MogileFS/GlusterFS/etc + Amazon EBS + Amazon EC2

I have a web application that serves binary files (images, etc). Our application runs on Amazon EC2. We were originally going to use Amazon S3 to store and serve these files, this is no longer an option.

We need to transfer these files over HTTPS using a CNAME. This is obviously impossible with Amazon S3 for many technical reasons. Amazon offers Elastic Block Storage (EBS) which allow you to mount a block of up to 1TB in size to one instance. We will have multiple instances accessing this data in parallel.

What I was thinking is using a distributed file system like MogileFS/GluserFS/[insert-more-here] with Elastic Block Storage (EBS).

So my question is: What are others currently doing to create a scalable (a few 100TBs) file storage system over Amazon EC2 without using Amazon S3 thats redundant? Data will still be backed up on Amazon S3 but all reads would be off the file system.
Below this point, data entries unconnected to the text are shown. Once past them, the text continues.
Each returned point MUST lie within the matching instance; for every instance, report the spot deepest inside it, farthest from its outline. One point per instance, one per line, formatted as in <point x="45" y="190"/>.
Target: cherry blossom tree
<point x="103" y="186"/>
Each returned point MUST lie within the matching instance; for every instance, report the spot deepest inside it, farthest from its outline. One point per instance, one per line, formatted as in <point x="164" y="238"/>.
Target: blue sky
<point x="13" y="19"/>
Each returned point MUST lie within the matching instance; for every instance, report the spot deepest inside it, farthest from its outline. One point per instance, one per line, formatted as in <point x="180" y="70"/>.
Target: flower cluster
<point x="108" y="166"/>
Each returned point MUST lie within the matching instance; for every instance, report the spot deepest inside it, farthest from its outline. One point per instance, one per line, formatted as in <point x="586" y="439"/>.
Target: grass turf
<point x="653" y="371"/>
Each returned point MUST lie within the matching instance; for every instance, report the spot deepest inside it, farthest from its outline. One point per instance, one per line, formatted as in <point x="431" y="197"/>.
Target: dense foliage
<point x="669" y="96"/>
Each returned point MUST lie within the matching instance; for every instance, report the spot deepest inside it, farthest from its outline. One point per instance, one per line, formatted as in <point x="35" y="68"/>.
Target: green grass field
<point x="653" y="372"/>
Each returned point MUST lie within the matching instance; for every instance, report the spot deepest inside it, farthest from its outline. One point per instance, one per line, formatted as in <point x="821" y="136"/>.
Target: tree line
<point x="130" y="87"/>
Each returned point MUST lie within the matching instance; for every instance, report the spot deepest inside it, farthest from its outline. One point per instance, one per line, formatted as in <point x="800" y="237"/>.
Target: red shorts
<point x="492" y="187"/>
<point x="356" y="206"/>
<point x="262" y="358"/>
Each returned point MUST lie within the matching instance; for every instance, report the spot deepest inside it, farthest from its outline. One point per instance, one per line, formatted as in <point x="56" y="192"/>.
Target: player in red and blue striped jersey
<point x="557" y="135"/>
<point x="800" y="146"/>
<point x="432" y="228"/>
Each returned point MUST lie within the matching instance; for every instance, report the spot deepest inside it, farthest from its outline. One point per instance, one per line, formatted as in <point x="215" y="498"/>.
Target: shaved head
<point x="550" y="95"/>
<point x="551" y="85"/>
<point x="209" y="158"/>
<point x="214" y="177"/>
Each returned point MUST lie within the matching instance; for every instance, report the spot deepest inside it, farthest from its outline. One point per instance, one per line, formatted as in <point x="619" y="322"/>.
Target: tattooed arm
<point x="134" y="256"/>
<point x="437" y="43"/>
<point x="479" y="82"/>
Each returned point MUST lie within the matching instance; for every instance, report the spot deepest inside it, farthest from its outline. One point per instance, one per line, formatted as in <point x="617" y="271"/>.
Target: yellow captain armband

Thanks in advanced. If anyone needs clarification on anything please feel free to ask.


Solution 1:

In Azouk (formerly linked domain dormant/parked) we don't use Amazon EC2, but we use GlusterFS (1.4.0qa92) for serving all content like PDFs, user files, thumbnails and also for offline data analysis. IMHO there should be no problem deploying same architecture on Amazon's cloud — we already heavily use virtualization (OpenVZ in particular). The only potential constraint is mounting GFS via fuse (virtualization could forbid this), but AFAIK it's possible on Amazon.

So, I recommend Gluster and sorry I can't help specifically with Amazon :)

Solution 2:

A terribly old question that suddenly bubbled up on the frontpage again... :-)

So my question is: What are others currently doing to create a scalable (a few 100TBs) file storage system over Amazon EC2 without using Amazon S3 thats redundant?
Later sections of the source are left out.